Scott G. Borg is an American geologist and civil servant. Since 1 September 2017 he has been the Deputy Assistant Director of the Directorate for Geosciences at the United States' National Science Foundation (NSF).[1] [2]
Borg graduated from Pomona College with a B.A. in geology, and earned M.S. and Ph.D. degrees from Arizona State University, where his doctoral dissertation was titled Granitoids of Northern Victoria Land, Antarctica (Tectonics, Neodymium-isotopes, Geochemistry, Petrology, Strontium-isotopes).[3]
He began his career as a researcher at the University of California at Berkeley.[4] He later worked for the United States Department of Energy, and subsequently joined the staff of the National Science Foundation.[4] Between 2003 and 2016 he was director of the Division of Antarctic Sciences at the National Science Foundation,[5] and in 2016-17 he served as the acting Section Head for Antarctic Infrastructure and Logistics (AIL) within the National Science Foundation Division of Polar Programs.[4] [6] In 2017, he began serving as associate director for geosciences at the National Science Foundation.[4] [7] [8]
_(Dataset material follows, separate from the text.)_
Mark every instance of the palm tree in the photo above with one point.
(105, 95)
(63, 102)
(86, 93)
Borg has participated in a total of six research expeditions to Antarctica, four of which he has led.[4] During a 1978–1979 expedition in which he participated, the Sagehen Nunataks were first visited, receiving their name from the Pomona Sagehens, athletic moniker of Borg's alma mater Pomona College.[9] During the same expedition, Borg named Tongue Peak, choosing the name from a tongue-shaped moraine on the peak.[10]
In 1994, Borg Bastion, the summit on Johns Hopkins Ridge, was named in his honor.[11] Borg has received the Samuel J. Heyman Medal from the Partnership for Public Service and been decorated with the Presidential Rank Award of Distinguished Executive.[6] [12] In 2014, United States Representative Gerald Connolly read a statement of recognition into the Congressional Record in which he credited Borg with overseeing "the development of clean drilling technology that retrieved the first-ever pure water samples from an Antarctic lake a half mile below the surface of ice sheet ... [which] may enable researchers to understand what types of life can survive on other worlds".[12]